Water Authority Awards Grants To Reduce Storm Water Runoff

As little as a tenth of an inch of rainfall can be enough to overload sewers in some Pittsburgh neighborhoods, leading to the potential for untreated sewage to flow into area streams and rivers, according to James Stitt, Pittsburgh Water and Sewer Authority sustainability manager.

The PWSA has awarded 17 grants totaling $250,000 to local businesses and community organizations for various projects which aims to reduce the amount of yearly storm water runoff throughout the city by more than 3.5 million gallons.

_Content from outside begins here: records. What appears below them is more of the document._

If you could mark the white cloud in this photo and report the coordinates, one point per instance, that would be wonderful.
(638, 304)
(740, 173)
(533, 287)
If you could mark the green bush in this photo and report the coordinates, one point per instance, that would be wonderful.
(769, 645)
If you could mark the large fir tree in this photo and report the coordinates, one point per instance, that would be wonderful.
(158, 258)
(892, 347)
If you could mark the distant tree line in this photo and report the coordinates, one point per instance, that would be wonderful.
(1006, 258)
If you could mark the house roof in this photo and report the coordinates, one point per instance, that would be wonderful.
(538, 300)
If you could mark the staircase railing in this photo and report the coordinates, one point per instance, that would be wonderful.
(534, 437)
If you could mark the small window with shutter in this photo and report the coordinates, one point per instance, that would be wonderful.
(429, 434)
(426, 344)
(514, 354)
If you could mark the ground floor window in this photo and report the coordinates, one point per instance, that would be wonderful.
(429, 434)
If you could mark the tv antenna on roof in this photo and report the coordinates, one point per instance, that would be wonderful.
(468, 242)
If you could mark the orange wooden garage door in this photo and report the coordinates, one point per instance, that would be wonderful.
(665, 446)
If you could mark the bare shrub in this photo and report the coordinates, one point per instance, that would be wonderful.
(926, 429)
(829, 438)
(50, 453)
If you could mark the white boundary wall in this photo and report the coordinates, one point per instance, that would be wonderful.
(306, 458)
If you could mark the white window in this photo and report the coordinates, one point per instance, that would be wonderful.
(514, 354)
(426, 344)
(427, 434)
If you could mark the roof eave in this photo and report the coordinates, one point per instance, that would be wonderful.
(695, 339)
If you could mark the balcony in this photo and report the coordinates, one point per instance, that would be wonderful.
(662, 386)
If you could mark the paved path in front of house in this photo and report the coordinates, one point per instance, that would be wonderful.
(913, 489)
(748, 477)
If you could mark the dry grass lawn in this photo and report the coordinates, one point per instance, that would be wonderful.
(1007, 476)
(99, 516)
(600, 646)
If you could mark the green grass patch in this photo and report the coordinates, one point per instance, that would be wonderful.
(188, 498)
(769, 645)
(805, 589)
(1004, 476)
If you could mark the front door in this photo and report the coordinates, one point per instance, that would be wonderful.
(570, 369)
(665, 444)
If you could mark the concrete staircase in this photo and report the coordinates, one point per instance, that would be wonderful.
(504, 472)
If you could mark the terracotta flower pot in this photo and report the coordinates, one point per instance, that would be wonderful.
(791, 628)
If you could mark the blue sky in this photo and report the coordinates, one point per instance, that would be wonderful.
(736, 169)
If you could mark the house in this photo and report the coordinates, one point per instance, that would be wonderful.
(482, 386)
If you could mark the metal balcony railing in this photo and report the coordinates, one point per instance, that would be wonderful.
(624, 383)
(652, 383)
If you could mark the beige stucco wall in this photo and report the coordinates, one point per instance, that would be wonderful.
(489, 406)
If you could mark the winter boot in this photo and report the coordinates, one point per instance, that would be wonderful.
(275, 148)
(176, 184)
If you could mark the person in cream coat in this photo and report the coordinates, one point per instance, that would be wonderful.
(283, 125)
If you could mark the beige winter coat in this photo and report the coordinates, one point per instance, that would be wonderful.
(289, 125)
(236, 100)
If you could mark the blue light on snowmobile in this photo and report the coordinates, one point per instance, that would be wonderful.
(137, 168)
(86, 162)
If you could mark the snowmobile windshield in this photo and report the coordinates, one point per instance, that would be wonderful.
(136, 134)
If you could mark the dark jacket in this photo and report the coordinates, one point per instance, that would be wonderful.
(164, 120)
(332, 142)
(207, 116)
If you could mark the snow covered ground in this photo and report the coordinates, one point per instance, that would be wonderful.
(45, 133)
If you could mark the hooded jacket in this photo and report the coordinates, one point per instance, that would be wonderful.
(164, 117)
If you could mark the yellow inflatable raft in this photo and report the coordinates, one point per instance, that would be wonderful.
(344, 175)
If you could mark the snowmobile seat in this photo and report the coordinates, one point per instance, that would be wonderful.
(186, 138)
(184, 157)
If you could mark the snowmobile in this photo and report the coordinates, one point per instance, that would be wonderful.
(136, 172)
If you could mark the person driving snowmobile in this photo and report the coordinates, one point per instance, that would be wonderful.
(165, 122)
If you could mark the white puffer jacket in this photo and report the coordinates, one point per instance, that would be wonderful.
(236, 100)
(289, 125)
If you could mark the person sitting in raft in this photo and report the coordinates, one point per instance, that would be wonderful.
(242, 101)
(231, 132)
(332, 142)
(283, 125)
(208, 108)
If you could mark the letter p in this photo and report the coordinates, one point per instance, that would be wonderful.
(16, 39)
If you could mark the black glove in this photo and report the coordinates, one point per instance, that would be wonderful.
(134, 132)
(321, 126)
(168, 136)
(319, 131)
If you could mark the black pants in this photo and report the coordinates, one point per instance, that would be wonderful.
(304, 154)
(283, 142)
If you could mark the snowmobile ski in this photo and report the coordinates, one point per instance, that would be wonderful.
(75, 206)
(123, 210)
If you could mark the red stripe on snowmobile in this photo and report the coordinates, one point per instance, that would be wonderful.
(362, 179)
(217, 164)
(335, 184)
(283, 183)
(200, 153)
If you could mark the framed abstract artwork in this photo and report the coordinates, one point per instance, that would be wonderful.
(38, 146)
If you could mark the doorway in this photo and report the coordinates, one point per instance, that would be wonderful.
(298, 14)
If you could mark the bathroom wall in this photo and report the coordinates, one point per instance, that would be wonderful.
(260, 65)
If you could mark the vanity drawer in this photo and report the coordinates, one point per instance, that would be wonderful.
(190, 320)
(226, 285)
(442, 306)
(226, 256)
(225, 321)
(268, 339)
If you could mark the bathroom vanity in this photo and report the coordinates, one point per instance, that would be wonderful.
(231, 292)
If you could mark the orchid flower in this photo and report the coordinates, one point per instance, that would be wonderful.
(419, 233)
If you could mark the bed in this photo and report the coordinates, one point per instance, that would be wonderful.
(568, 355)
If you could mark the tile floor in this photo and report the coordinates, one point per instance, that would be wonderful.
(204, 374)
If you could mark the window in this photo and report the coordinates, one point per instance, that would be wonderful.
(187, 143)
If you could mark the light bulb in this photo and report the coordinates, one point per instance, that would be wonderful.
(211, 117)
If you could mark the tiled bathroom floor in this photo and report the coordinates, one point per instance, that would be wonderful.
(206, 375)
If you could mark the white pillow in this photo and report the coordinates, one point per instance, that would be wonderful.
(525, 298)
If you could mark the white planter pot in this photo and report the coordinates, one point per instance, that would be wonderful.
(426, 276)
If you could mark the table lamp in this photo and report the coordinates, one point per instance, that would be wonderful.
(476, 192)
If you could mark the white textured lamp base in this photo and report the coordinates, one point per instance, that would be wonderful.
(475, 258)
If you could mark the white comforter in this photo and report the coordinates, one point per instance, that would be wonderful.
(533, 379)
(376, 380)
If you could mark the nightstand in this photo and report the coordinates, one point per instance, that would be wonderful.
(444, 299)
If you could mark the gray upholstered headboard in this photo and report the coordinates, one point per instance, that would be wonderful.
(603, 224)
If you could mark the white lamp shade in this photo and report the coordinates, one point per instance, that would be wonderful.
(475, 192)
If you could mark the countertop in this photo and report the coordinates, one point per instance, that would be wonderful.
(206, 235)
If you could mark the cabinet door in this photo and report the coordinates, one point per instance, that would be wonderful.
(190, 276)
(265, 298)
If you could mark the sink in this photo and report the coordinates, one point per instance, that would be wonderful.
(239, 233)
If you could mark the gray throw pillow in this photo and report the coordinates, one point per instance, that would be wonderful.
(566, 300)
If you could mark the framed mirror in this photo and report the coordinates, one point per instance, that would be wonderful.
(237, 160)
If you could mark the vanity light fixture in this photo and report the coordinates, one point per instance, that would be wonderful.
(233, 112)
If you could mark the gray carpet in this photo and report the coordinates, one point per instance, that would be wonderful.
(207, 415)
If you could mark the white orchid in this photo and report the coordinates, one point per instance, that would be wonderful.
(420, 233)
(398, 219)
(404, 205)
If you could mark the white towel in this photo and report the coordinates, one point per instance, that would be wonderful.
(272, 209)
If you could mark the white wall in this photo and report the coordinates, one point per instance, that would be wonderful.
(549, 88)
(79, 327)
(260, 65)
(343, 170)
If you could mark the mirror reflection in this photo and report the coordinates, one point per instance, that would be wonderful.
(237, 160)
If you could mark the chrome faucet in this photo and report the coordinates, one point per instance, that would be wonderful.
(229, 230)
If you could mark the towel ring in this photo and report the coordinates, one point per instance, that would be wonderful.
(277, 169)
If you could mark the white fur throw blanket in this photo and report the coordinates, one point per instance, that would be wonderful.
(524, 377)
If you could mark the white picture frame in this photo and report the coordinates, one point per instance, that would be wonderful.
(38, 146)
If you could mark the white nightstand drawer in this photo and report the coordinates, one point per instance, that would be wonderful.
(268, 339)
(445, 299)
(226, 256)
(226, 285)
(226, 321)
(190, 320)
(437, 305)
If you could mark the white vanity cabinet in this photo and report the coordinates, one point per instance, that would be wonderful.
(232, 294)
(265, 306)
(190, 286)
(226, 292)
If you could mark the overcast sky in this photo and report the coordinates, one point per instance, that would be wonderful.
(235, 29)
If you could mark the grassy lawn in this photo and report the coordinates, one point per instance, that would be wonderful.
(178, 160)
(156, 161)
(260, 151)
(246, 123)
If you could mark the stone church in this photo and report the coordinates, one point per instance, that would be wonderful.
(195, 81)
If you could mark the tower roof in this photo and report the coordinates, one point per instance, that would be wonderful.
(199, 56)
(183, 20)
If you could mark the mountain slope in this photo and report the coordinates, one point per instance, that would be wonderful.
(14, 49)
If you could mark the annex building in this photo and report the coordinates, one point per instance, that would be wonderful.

“The storm water enters our combined sewer system,” Stitt said. “It mixes with sanitary sewage that’s already in that system, and then during heavier rainfall events, it actually overloads that system and flows into the rivers and streams as a release point.”

The grants cover a variety of approaches, said PWSA executive director Jim Good.

“There’s rain gardens, there’s bioswales, which looks like a little hill and it’s used to slow down and capture water, and then another big approach we see is the use of pervious pavement that allows water to percolate into the ground, rather than wash off into streams,” Good said.

He said homeowners can also

manage storm water by collecting rain in barrels and constructing rain gardens of their own.

Megan Zeigler, PWSA green infrastructure technical coordinator, said an effective rain garden includes drought resistant plants such as day lilies along a raised outer edge, and a sunken section in the middle with plants such as switch grass, magnolias and sedges, which are all effective at absorbing larger quantities of water.

Some grant recipients include Pittsburgh Housing Development Corporation for rain gardens and barrels, Phipps Conservatory for installation of a storm water reuse system and Tree Pittsburgh for a 2,000 gallon rain water collection cistern.

Stitt said these projects are important because there is no such thing as “taking storm water away.”

“When we put it in a pipe and take it away, it doesn’t go away,” he said. “It goes somewhere else and someone else has to deal with it.”

Joel Perkovich is working with grant-recipient Start Uptown to transform the roof of the Paramount Film Exchange building into a rain garden that he said will manage at least 60,000 gallons of water per year.

“The roof is going to be a highly visible and accessible demonstration of how to provide source control with storm water in a densely developed urban area, but also to harvest it as a resource and use it to support native plant communities, pollinators (and) food production,” Perkovich said. “So it’s really going to be a potent example in a small space.”

Grant Ervin, City of Pittsburgh sustainability manager, said he wants to see Pittsburgh at the forefront of storm water management.

“Other cities are out in front in terms of the policy and the practice of using green infrastructure,” Ervin said. “Whether it’s cities in northern Europe like Rotterdam, or just across the state in Philadelphia … we see the opportunity as the city to really not just learn from them, but to leapfrog them.”